China frees 5 women’s rights activists after month detention
BEIJING — Chinese authorities have released five women’s rights campaigners whose detentions for more than a month sparked an international outcry and underscored the government’s tight restrictions on independent social activism.
The women were freed Monday under a form of conditional release that keeps the investigation open for another year and still allows for formal charges to be brought later, said Liang Xiaojun, a lawyer for one of them.
The activists, aged from 25 to 32, were known for colorful protests that included “potty parity” sit-ins and street theater to denounce spousal abuse, and their detentions brought international calls for their release, including from the United States, Britain and the European Union.
U.S. Secretary of State John Kerry said China should “support them, not silence them” in their fight against sexual harassment and other injustices toward women, and #FreeTheFive became a popular Twitter hashtag.
Human rights activists said the release was driven by Beijing’s desire to avoid marring its reputation on women’s rights and creating a public relations disaster, especially ahead of a September commemoration of a key women’s rights summit held in Beijing in 1995.
Amnesty International Regional Director for East Asia Nicholas Bequelin said he had no doubt the release resulted from a political and diplomatic decision at a senior level.
“It shows that China does have a bottom line when it comes to embarrassment on the world stage,” Bequelin told The Associated Press. “There’s a price that China is not ready to pay to enforce its prohibition on independent organizing.”
As of late Monday night, all five had either returned or were on their way to their homes in Beijing and elsewhere in China, including the southern metropolis of Guangzhou and the eastern resort city of Hangzhou. Calls to the Haidian District Detention Center in western Beijing, where they had been held, rang unanswered.
Other lawyers could not be reached by phone, but posted messages on social media saying their clients had been freed.
An anti-discrimination group working with the activists, the Beijing Yirenping Center, said in a statement that continuing to treat the women as criminal suspects was “neither legal nor reasonable.” Late last month, Beijing police raided the center’s office and confiscated computers and financial documents.
“They deserve public recognition and rewards,” center co-founder Lu Jun wrote of their activism. “The arrest and detention of them is a glaring injustice.”
In a statement, Amnesty International called the women’s release an “encouraging breakthrough” but “an incomplete step.” It said China must end the investigation and exonerate the five.
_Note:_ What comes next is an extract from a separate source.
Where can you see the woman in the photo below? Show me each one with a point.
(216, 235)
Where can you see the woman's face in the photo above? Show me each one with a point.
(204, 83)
Under conditions of their release, the five remain formally under investigation for the next year and must adhere to conditions such as reporting their movements to police and being available for interrogation at any time. They are also barred from discussing the case among themselves or gathering as a group, lawyer Wang Qiushi said.
The women — Wang Man, Zheng Churan, Wu Rongrong, Wei Tingting and Li Tingting — were detained last month as they prepared to distribute posters and stickers against domestic violence on International Women’s Day on March 8. They were accused of creating a disturbance and, if convicted, could have been sentenced to up to three years in prison. Five others detained at the same time were released earlier.
China’s Communist Party-led government maintains tight restrictions on all forms of public protest, and campaigners say conditions for independent activists have grown increasingly harsh under President Xi Jinping.
While the government has commented little on the case, it appeared that their detentions were linked more to their penchant for media-friendly street action than their advocacy for women’s rights.
In 2012, the activists briefly took over public men’s restrooms in Beijing and other cities to demand more women’s facilities. That year, Li and two other women strolled down a busy Beijing shopping street wearing bloody wedding dresses to denounce domestic violence.
Amnesty’s Bequelin said that, given the case’s high profile, he expects police to keep a close eye on the five. The legal restrictions on them will likely be sufficient to “if not silence, then considerably mute their voice,” he said.
Along with the international outcry, Bequelin said the fact that the women made no political demands helped their cause, along with the weakness of the accusations against them.
“It helped that they hadn’t actually committed any wrongdoing,” he said.